Deploy Responses API at scale:

import express, { Express } from 'express';
import { v4 as uuidv4 } from 'uuid';

const app: Express = express();
app.use(express.json());

interface SessionData {
  sessionId: string;
  threadId: string;
  assistantId: string;
  userId: string;
  createdAt: Date;
  lastActivityAt: Date;
}

const sessions = new Map<string, SessionData>();

// Initialize session
app.post('/sessions', async (req, res) => {
  const { userId } = req.body;

  const thread = await client.beta.threads.create();
  const sessionId = uuidv4();

  sessions.set(sessionId, {
    sessionId,
    threadId: thread.id,
    assistantId: process.env.OPENAI_ASSISTANT_ID!,
    userId,
    createdAt: new Date(),
    lastActivityAt: new Date(),
  });

  res.json({ sessionId, threadId: thread.id });
});

// Send message
app.post('/sessions/:sessionId/messages', async (req, res) => {
  const { sessionId } = req.params;
  const { message } = req.body;

  const session = sessions.get(sessionId);
  if (!session) {
    return res.status(404).json({ error: 'Session not found' });
  }

  try {
    const response = await runAssistantWithTools(
      session.threadId,
      message
    );

    session.lastActivityAt = new Date();

    res.json({ message: response, sessionId });
  } catch (error) {
    res.status(500).json({ error: (error as Error).message });
  }
});

// Get conversation history
app.get('/sessions/:sessionId/history', async (req, res) => {
  const { sessionId } = req.params;

  const session = sessions.get(sessionId);
  if (!session) {
    return res.status(404).json({ error: 'Session not found' });
  }

  const messages = await client.beta.threads.messages.list(
    session.threadId
  );

  res.json({
    sessionId,
    messages: messages.data.map((m) => ({
      id: m.id,
      role: m.role,
      content:
        m.content[0].type === 'text' ? m.content[0].text : '[file]',
      createdAt: new Date(m.created_at * 1000),
    })),
  });
});

app.listen(3000, () => {
  console.log('Responses API server running on port 3000');
});

Checklist

  • Understand Chat Completions vs Responses API differences
  • Create assistants with pre-configured tools
  • Implement streaming responses to clients
  • Handle tool calling in multi-step loops
  • Manage conversation state with threads
  • Support response resumption after interruptions
  • Track costs and rate limits
  • Deploy session management at scale

Conclusion

OpenAI''s Responses API shifts state management from the client to the service.
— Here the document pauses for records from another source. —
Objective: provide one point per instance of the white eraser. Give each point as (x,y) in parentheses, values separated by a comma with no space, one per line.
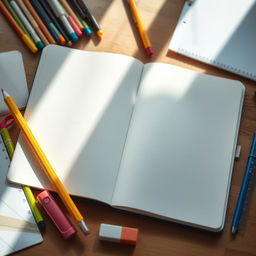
(118,234)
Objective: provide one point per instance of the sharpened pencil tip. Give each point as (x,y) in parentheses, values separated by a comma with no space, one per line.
(83,227)
(5,94)
(233,230)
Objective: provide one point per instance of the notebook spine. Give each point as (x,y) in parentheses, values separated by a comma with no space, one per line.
(217,64)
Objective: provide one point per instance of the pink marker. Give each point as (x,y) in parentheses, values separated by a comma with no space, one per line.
(56,214)
(74,26)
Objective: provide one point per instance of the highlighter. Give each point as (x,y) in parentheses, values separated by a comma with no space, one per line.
(55,213)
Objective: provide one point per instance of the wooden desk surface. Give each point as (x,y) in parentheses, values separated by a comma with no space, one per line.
(155,237)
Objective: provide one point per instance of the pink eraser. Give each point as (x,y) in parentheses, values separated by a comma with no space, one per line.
(56,214)
(118,234)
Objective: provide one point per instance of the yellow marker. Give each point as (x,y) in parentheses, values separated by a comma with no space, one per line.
(142,31)
(29,195)
(48,169)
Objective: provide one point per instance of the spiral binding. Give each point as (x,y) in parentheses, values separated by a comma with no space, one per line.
(217,63)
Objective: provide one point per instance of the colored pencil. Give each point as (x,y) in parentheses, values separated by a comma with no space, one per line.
(39,22)
(32,21)
(17,28)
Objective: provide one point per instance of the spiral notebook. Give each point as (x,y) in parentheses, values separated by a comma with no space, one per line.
(219,33)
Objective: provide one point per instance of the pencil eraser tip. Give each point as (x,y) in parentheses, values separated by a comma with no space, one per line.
(149,51)
(119,234)
(100,33)
(73,37)
(40,45)
(88,31)
(41,225)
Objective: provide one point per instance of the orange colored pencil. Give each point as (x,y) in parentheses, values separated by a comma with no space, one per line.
(71,13)
(32,21)
(39,22)
(18,30)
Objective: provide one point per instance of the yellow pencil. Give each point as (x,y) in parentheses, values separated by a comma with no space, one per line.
(48,169)
(27,191)
(142,31)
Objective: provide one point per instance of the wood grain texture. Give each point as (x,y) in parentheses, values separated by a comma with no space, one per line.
(155,237)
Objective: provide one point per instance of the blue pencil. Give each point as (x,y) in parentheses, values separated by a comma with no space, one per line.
(244,187)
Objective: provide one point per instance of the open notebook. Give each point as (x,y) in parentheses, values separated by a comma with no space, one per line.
(220,33)
(13,79)
(155,139)
(18,229)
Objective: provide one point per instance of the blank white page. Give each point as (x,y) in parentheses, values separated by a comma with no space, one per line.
(179,153)
(220,33)
(13,79)
(79,111)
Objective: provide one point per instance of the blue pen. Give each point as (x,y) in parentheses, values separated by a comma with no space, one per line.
(244,188)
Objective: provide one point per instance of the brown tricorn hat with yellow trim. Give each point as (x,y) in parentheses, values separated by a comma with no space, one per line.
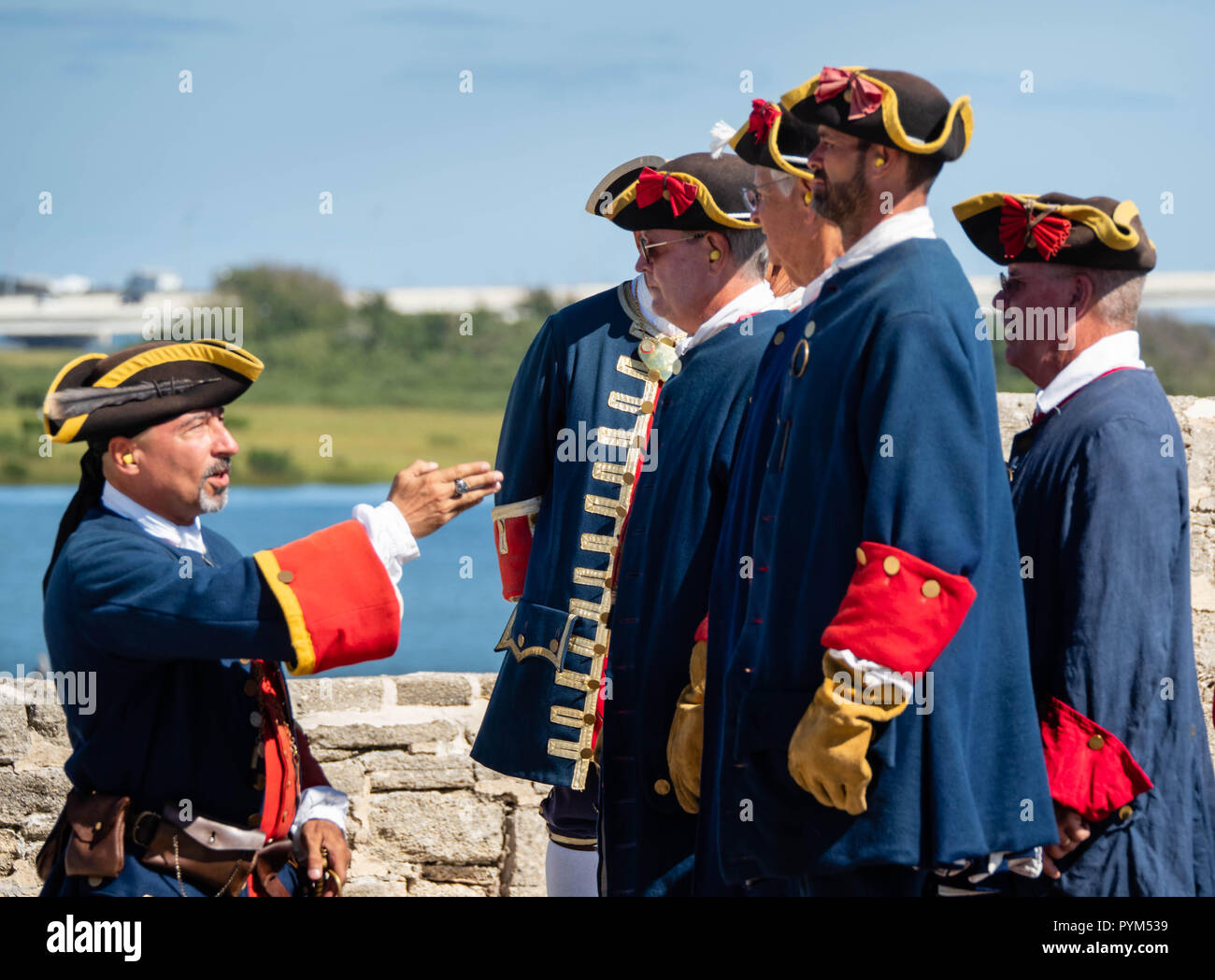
(772,137)
(96,396)
(693,193)
(1093,232)
(879,106)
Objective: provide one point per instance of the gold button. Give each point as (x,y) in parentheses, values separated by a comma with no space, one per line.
(801,359)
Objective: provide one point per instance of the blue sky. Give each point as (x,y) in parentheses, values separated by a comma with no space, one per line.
(433,186)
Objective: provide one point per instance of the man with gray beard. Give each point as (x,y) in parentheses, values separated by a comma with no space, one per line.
(191,777)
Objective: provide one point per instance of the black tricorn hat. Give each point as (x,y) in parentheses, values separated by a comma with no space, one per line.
(96,396)
(1060,229)
(770,137)
(618,180)
(693,193)
(879,106)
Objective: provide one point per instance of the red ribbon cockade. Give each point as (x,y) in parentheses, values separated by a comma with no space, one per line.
(1020,227)
(866,97)
(652,185)
(764,116)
By using threads, assistants, and built-in tools, you simplify agent implementation and scale more reliably. Start by migrating simple Chat Completions workflows to Responses API, then add tool calling, streaming, and persistence. As your system grows, Responses API''s stateful architecture makes long-lived conversations manageable.